Determinants of expression variability - PubMed
Determinants of expression variability
Elfalem Y Alemu et al. Nucleic Acids Res. 2014 Apr.
Abstract
The amount of tissue-specific expression variability (EV) across individuals is an essential characteristic of a gene and believed to have evolved, in part, under functional constraints. However, the determinants and functional implications of EV are only beginning to be investigated. Our analyses based on multiple expression profiles in 41 primary human tissues show that a gene's EV is significantly correlated with a number of features pertaining to the genomic, epigenomic, regulatory, polymorphic, functional, structural and network characteristics of the gene. We found that (i) EV of a gene is encoded, in part, by its genomic context and is further influenced by the epigenome; (ii) strong promoters induce less variable expression; (iii) less variable gene loci evolve under purifying selection against copy number polymorphisms; (iv) genes that encode inherently disordered or highly interacting proteins exhibit lower variability; and (v) genes with less variable expression are enriched for house-keeping functions, while genes with highly variable expression tend to function in development and extra-cellular response and are associated with human diseases. Thus, our analysis reveals a number of potential mediators as well as functional and evolutionary correlates of EV, and provides new insights into the inherent variability in eukaryotic gene expression.
Figures

Overall analysis pipeline. Our goal is to exhaustively characterize genetic and epigenetic determinants of gene EV in normal human tissues. We obtained and processed a curated data set of gene expression experiments from multiple tissues and estimated tissue-specific measure of expression variation (EV) for each gene. We then created a large compendium of genetic and epigenetic features for each genic region, along with additional gene features, e.g. association with disease and interaction characteristics in the PPI network. Finally we analyzed the relationships between EV and various genic features using LR, Wilcoxon test and Fisher test, as appropriate.
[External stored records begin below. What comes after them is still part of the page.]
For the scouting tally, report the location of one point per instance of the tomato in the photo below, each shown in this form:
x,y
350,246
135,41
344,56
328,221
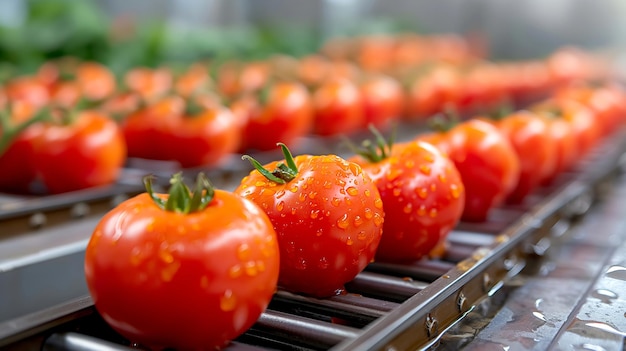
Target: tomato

Extreme expected variability is not correlated across tissue types. Across-sample variability as a function of average expression across samples in astrocytes samples (A). We model expected across-sample variability (y-axis) of a given probeset as a function of average expression across samples (x-axis) using a gamma local regression method (red line). We show a smoothed density estimate over 54 613 probesets, where darker color indicates more probesets fall into that region of the plot. We found that probesets tend to be hypo or hypervariable in few number of tissues (B and C, respectively), indicating that neither hyper nor hypovariability for a given probeset is consistent across tissues.